Just think about my earlier-stated definitions and you’ll see why design cannot be investigated. Science only fruitfully examines secondary causation. How would you even formulate a research proposal, if that were not the case? Secondary causes are consistent and predictable. Both lab reproducibility and forensics crucially lean on this fact. An initial hypothesis matures into a trustworthy theory only upon accumulation of consistent results (such as lab reproducibility) or a defensible account of what might have happened because multiple lines of secondary causation evidence converge (such as forensics). Primary causation, necessary for design, is idiosyncratic. How could you set up an “experiment” to detect an act of free will? However, as noted above, the real issue – and legitimate concern – is that some science practitioners exclude design a priori from the realm of possibility.
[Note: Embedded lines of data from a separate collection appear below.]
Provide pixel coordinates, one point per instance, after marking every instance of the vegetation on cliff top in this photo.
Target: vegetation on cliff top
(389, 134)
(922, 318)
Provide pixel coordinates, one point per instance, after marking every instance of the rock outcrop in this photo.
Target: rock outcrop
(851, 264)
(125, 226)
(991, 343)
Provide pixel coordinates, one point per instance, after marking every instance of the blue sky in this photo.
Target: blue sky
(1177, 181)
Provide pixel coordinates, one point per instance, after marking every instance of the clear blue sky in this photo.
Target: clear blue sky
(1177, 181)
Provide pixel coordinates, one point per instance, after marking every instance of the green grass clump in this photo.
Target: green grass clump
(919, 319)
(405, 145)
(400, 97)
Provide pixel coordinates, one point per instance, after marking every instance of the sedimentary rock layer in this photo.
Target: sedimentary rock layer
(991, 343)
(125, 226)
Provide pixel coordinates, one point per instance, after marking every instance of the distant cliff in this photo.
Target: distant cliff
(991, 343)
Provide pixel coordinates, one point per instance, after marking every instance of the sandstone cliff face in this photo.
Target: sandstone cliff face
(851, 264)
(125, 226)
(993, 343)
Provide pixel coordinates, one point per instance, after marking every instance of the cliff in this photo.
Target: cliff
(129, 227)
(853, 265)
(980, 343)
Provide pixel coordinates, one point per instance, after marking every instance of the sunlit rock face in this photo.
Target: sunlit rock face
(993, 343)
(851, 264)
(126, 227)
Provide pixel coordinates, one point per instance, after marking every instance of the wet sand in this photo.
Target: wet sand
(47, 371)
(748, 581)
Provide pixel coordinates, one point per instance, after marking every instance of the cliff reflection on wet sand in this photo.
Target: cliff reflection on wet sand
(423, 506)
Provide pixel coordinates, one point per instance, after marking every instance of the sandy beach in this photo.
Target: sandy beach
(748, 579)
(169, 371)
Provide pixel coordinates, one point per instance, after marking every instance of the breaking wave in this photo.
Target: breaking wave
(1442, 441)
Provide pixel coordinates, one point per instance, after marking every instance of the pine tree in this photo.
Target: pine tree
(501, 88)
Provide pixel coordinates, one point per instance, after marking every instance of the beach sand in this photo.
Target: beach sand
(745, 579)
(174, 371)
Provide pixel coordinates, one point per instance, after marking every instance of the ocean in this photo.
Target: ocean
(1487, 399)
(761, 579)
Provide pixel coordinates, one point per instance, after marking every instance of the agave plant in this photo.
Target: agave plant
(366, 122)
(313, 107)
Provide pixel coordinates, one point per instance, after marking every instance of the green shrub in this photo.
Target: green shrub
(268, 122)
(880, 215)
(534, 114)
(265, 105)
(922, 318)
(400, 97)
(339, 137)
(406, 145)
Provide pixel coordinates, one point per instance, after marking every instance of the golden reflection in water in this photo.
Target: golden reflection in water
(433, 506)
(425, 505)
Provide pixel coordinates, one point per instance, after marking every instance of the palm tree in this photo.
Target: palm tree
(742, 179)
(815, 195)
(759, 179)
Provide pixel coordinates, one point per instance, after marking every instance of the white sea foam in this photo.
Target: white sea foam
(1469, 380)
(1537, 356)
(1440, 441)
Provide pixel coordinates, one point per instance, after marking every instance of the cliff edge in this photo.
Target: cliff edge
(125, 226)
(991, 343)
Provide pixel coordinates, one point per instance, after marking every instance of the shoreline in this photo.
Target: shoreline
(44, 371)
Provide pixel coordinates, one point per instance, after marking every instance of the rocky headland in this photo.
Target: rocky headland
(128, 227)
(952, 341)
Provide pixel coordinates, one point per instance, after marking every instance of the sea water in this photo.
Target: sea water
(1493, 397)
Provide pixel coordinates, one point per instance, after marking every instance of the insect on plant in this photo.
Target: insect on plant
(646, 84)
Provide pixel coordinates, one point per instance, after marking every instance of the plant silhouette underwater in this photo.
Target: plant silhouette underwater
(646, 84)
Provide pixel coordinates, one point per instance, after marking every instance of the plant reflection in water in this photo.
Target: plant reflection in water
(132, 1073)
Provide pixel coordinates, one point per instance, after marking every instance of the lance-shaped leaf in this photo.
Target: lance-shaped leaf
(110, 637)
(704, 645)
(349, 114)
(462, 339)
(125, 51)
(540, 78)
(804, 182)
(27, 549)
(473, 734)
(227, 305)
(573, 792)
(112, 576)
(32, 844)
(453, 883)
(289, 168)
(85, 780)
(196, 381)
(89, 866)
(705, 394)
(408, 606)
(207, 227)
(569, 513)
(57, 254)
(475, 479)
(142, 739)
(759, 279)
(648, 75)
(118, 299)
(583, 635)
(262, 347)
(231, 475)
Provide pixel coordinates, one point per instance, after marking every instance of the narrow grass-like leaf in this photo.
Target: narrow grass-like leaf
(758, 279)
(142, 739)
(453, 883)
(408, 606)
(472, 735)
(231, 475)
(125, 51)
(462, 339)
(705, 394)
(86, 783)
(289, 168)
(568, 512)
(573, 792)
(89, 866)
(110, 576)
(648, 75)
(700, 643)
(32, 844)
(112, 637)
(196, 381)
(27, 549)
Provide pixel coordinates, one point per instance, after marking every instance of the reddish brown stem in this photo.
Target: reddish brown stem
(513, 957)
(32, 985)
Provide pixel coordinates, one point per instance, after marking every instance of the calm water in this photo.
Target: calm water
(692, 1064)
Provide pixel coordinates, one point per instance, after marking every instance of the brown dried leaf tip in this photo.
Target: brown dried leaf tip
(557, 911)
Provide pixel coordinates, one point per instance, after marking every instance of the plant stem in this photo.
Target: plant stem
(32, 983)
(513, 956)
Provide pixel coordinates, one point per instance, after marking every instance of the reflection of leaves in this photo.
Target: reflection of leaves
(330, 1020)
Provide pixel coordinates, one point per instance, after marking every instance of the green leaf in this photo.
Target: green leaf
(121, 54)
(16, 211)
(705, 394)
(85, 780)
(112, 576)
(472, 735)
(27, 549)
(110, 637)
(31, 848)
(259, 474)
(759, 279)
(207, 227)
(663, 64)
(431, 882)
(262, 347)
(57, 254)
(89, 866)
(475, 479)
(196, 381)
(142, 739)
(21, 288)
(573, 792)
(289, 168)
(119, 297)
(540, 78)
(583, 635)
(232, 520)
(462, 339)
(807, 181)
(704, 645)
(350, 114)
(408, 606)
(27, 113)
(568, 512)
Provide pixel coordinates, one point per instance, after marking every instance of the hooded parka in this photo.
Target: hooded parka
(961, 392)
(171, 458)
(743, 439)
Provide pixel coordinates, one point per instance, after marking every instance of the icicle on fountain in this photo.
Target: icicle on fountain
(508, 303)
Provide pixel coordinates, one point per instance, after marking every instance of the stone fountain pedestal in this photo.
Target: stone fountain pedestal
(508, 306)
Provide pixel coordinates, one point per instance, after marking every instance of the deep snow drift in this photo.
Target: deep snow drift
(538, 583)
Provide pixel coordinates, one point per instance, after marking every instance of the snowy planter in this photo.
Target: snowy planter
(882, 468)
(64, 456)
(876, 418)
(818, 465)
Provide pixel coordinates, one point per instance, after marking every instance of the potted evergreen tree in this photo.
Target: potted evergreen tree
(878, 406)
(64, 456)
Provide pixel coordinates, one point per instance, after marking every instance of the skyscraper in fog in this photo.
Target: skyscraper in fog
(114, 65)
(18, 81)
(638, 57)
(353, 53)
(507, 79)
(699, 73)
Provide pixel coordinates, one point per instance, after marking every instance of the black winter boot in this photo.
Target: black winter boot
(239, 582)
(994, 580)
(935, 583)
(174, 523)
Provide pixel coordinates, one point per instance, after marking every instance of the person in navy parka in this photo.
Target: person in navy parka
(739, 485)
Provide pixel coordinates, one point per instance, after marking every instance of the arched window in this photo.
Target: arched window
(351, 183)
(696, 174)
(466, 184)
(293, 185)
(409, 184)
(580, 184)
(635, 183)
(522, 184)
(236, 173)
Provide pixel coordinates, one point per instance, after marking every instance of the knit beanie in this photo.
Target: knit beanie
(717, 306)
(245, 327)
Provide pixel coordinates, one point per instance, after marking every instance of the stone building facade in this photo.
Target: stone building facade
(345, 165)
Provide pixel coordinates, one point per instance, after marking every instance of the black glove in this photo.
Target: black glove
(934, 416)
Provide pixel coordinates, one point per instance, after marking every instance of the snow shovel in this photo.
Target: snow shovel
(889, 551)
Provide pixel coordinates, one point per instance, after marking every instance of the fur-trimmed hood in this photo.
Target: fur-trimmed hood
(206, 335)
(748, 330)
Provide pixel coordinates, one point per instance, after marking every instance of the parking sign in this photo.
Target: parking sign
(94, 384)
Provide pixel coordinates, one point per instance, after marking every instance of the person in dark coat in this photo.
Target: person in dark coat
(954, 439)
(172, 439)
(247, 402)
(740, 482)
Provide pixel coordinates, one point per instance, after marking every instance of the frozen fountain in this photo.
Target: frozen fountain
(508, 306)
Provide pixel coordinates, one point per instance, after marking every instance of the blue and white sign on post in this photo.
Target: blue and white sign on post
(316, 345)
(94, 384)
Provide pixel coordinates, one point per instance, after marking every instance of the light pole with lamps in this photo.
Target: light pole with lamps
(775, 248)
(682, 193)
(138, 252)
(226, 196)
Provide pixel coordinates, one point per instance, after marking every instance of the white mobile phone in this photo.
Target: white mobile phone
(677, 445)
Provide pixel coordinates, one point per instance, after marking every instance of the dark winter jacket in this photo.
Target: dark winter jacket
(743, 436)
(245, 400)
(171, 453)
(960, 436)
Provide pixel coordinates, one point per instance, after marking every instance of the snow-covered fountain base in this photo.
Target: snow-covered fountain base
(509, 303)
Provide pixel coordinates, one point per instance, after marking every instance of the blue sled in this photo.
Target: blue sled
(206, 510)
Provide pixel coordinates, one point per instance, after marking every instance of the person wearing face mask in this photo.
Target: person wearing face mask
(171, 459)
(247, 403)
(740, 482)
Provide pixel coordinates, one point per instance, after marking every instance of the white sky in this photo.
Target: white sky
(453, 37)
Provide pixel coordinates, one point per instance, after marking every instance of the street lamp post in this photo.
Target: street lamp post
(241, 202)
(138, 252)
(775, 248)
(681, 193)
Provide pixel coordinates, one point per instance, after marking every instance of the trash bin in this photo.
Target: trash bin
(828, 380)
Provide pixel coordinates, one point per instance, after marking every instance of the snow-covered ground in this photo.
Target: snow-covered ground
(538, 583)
This definitely happens a lot, as many scientists are also committed philosophical naturalists. But the answer isn’t to somehow include design inside the realm of science. That is pragmatically impossible. One must always keep in mind the necessary limits of science but not improperly exclude design (thus excluding God) from possible causation.
Augustine’s lament
Throughout history Christians have far too often been their own worst enemy. Doctrinal perversion, joined with human sinfulness and foolishness, can produce a seriously distorted “gospel.” Uncommitted onlookers see such questionable moves and are unsurprisingly not attracted. Many then do not bother to determine whether their assessment is fair or not. They take it as “true Christianity,” consider it stupid at best, hypocritical and immoral at worst. Then reject it. No “baby” in all that obvious “bathwater.” Such rebuff of a distortion, with perhaps tragic consequences for the rejecter, is at the root of Augustine’s lament. Laughing Christianity to scorn, when the actual gospel is so valuable. But that is what some Christians have done in misrepresenting science, in trying to retain a cherished position, and have just sadly re-affirmed what Augustine prophetically warned against.
Rich Hannon is a retired software engineer. His long-standing avocations include philosophy, geology and medieval history.